During his time, especially popular was the idea of flood as per Bible, while the Earth was literally considered to be 6000 years old. This created a problem for Hutton, who was labelled to be atheist and heretic for suggesting that Earth is much older and that there was no design. But Hutton was a conformist and wanted to find a uniform evidence for all observable aspects. He was not like a modern scientist, as he is painted many times. The ideas were vehemently attacked on each point. Though he went to the field to find geological examples for this theory. James Watt, Black and John Playfair were his friends and provided him with evidence in the form of rock samples. During his lifetime, Hutton’s ideas will not find much audience. But due to his friends, his ideas sustained a a barrage of criticisms. Only in the next generation with Lyell this work would find acceptance. This idea of a deep time was crucial in formation Darwin’s theory.
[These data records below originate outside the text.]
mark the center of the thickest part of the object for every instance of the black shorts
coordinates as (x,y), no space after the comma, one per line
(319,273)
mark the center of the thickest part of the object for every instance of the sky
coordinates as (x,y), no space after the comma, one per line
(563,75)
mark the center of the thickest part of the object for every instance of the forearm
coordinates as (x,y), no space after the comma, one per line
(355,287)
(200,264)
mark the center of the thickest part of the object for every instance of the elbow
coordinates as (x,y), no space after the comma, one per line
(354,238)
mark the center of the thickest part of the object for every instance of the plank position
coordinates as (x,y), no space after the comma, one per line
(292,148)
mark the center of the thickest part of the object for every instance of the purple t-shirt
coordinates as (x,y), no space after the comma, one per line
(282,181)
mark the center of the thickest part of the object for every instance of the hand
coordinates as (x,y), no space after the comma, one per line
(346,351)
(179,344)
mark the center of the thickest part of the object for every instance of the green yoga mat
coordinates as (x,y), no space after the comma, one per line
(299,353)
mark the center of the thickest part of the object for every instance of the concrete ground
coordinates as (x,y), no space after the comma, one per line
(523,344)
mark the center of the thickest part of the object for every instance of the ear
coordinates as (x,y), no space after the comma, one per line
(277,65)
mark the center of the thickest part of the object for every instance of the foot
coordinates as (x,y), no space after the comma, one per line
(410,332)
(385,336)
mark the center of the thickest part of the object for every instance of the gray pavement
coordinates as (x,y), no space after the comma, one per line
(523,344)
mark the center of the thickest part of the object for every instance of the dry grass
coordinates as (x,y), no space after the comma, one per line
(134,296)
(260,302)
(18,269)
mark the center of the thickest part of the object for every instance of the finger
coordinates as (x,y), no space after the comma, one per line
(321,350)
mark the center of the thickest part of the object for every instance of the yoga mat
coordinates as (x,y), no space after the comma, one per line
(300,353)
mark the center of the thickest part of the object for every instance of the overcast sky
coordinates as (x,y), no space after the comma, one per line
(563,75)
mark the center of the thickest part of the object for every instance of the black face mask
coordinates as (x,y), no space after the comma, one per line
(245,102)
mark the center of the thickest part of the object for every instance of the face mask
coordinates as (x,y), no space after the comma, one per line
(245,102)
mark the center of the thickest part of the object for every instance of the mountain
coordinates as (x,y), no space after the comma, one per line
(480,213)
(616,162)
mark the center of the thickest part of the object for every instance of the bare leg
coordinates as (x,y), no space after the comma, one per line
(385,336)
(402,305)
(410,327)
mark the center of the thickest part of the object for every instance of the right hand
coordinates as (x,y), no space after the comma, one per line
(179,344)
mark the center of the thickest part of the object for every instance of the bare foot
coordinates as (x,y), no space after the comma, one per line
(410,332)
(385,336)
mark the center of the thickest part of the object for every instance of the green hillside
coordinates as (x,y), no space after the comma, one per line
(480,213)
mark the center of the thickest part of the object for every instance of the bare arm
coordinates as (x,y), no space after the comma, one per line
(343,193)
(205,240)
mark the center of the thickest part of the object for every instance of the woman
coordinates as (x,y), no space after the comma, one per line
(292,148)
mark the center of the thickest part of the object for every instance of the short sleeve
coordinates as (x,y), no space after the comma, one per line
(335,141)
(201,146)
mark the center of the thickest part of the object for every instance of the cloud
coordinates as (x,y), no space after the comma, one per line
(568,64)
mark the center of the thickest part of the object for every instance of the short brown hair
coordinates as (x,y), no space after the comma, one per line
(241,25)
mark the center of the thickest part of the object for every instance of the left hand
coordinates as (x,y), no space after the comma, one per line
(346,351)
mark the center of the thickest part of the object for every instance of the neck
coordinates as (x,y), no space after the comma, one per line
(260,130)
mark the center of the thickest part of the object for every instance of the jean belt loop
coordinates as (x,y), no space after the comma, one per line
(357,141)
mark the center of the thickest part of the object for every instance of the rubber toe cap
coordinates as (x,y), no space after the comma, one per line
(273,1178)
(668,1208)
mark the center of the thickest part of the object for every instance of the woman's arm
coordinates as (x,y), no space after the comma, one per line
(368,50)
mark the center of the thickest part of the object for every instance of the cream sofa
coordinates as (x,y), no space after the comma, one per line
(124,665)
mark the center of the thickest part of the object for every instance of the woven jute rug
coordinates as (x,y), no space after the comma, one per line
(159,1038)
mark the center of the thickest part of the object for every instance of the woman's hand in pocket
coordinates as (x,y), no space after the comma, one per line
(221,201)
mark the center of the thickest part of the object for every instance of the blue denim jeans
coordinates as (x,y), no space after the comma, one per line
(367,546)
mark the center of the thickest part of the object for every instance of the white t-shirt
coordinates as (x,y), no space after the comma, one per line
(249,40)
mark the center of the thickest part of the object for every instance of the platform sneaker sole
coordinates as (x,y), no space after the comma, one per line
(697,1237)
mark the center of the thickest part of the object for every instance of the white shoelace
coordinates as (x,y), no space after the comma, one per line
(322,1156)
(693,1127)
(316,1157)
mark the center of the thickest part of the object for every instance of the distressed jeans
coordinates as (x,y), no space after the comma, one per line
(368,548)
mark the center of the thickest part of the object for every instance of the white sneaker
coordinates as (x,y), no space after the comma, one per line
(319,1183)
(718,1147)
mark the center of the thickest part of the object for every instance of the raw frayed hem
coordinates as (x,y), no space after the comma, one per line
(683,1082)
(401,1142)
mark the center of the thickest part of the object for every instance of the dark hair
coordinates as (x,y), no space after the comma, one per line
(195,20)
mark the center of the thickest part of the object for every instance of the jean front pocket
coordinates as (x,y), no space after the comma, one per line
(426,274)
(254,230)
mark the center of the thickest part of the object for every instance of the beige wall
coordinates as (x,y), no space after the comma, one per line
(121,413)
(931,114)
The book traces Leon Foucault’s ingenious approach to solving the problem of providing a terrestrial proof of rotation of the Earth. The pendulum he devised oscillates in a constant plane, and if properly engineered (as he did) can actually show the rotation of the Earth. The demonstration is one the most visually impressive scientific experiments. Also, Foucault gave prediction, an equation which would tell us how the pendulum will behave at different parts of the Earth. The pure mathematicians and physicists alike were taken aback at this simple yet powerful demonstration of the proof which eluded some of the most brilliant minds, which includes likes of Galileo and Newton. Rushed mathematical proofs were generated, some of the mathematicians earlier had claimed that no such movement was possible. That being said, Foucault was seen as an outsider by the elite French Academy due to his lack of training and degree. Yet he was good in designign things and making connections to science. This was presented to the public in 1851, and the very next year in 1852 he created another proof for rotation of the Earth. This was done by him inventing the gyroscope.. Gyroscope now plays immense role in navigation and other technologies. Yet he was denied membership to the Academy, only due to interest of the Emperor Napolean III in his work in 1864. The pendulum is his most famous work, but other works are also of fundamental significance.
He was first person to do photomicrography using Daguerreotype
Accurate measurment of speed of light using rotating mirrors –
Devised carbon arc electric lamp for lighting of micrcoscope
One of the first to Daguerreotype the Sun
Designed the tracking systems used in telescopes
also designed many motors, regulators to control electrical devices
There are a couple of places in the book where Aczel seems to be confused, at one point he states parallax as a proof for rotation of Earth around its axis, whearas it is more of a proof of Earths motion around the Sun. At another place he states that steel was invented in 1800s which perhaps he means to say that it was introduced in the west at the time. Apart from this the parallels between the rise of Napoleon III, a Nephew of Napolean, to form the second Empire in France and Foucault’s own struggle for recognition of his work and worth is brought out nicely.